Grandmama stopped short in her elucidation to Lady Glanville regarding the most efficacious methods of polishing silver, as she had noticed (she did not scruple to divulge) a certain dullness in the implements set out at dinner. “Brummell? An upstart grandson of a valet and a dreadful égotiste, whose so-called charm I find to be entirely overrated.” She fixed her gaze sharply on Miss Orr. “How on earth do you know about his absurd pink coats?”

Quailing slightly, Miss Orr answered, “I only happened to read about Mr. Brummell in one of Mama’s magazines.”

“Magazines.” Grandmama sniffed, managing in a single audible inhalation to convey a rather ominous disapproval.

“Of course, dear Cecily doesn’t make a habit of reading magazines,” Lady Glanville interpolated hastily. “She’s far too busy visiting the poor. Why, just the other day she gave away quite a number of her old gowns to a deserving orphan.”

“Very laudable,” Grandmama had said, unbending, and deigned to accept from Miss Orr a cup of tea.

The conversation then meandered again to the weather, Lady Glanville expressing at length the hope that it might be fine for the ball. Tom stared into space and Lord Glanville snored quietly on a sofa.

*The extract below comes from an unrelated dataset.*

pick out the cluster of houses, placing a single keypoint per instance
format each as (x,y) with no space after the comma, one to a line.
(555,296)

Miss Orr expertly played for them several songs on the pianoforte. Grandmama nodded off but did not snore. Lady Glanville came to sit next to Gabriel and in a low, confidential tone regaled him with details concerning the extremely costly carpet they had recently laid in the drawing-room—the very one upon which his feet now rested. Miss Orr joined them and animatedly described to him the distinguished people to whom she had been introduced while in Bath. “Mrs. Penhallow being first among them, to be sure,” she had concluded with a pretty smile.

“Without doubt,” her ladyship added punctiliously. “But Cecily was quite an acknowledged favorite, Mr. Penhallow, I assure you. Why, the cards we received were beyond counting.”

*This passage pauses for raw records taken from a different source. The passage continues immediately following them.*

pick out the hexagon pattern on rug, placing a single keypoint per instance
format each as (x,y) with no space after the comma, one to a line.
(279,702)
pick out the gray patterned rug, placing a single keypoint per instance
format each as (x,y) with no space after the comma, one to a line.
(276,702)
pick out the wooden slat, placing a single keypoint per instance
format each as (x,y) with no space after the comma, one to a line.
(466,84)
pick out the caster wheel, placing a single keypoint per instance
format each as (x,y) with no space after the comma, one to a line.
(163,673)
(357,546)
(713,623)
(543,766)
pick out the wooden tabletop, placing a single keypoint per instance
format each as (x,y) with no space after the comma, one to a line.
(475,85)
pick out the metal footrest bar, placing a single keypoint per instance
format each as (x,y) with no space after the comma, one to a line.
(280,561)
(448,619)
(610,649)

“I can easily believe it, ma’am,” he said, his boredom by now so acute that he wished he could take a nap too.

Miss Orr had blushed and at that moment Grandmama snapped awake. “A charming performance on the pianoforte, my dear,” she said graciously. “Most refreshing.”

When later he had escorted his grandmother to her rooms she pronounced the evening to be an unalloyed success, aside from the unpalatable food served at dinner and the draughts roaring throughout the drawing-room. “And I could see how taken you were with Miss Orr,” she said, with what in a lesser person would have been termed smugness. “Shall we announce the engagement at the ball?”

Gabriel felt a cynical smile curving his mouth. Although he had certainly exerted himself not to let it show, he was not particularly taken with the beautiful and accomplished Miss Orr. Not that it mattered. She was, in fact, an entirely suitable choice. And it had been made very plain to him how satisfied she would be to accept his offer. For all she knew he was the worst sort of monster imaginable, but he was a Penhallow, with his limbs intact and a full head of hair, and that was clearly good enough. Miss Orr had spent well over twenty minutes inquiring in the minutest detail as to the particulars of the Penhallow townhouse in fashionable, exclusive Berkeley Square, while her mother sat by, nodding approvingly.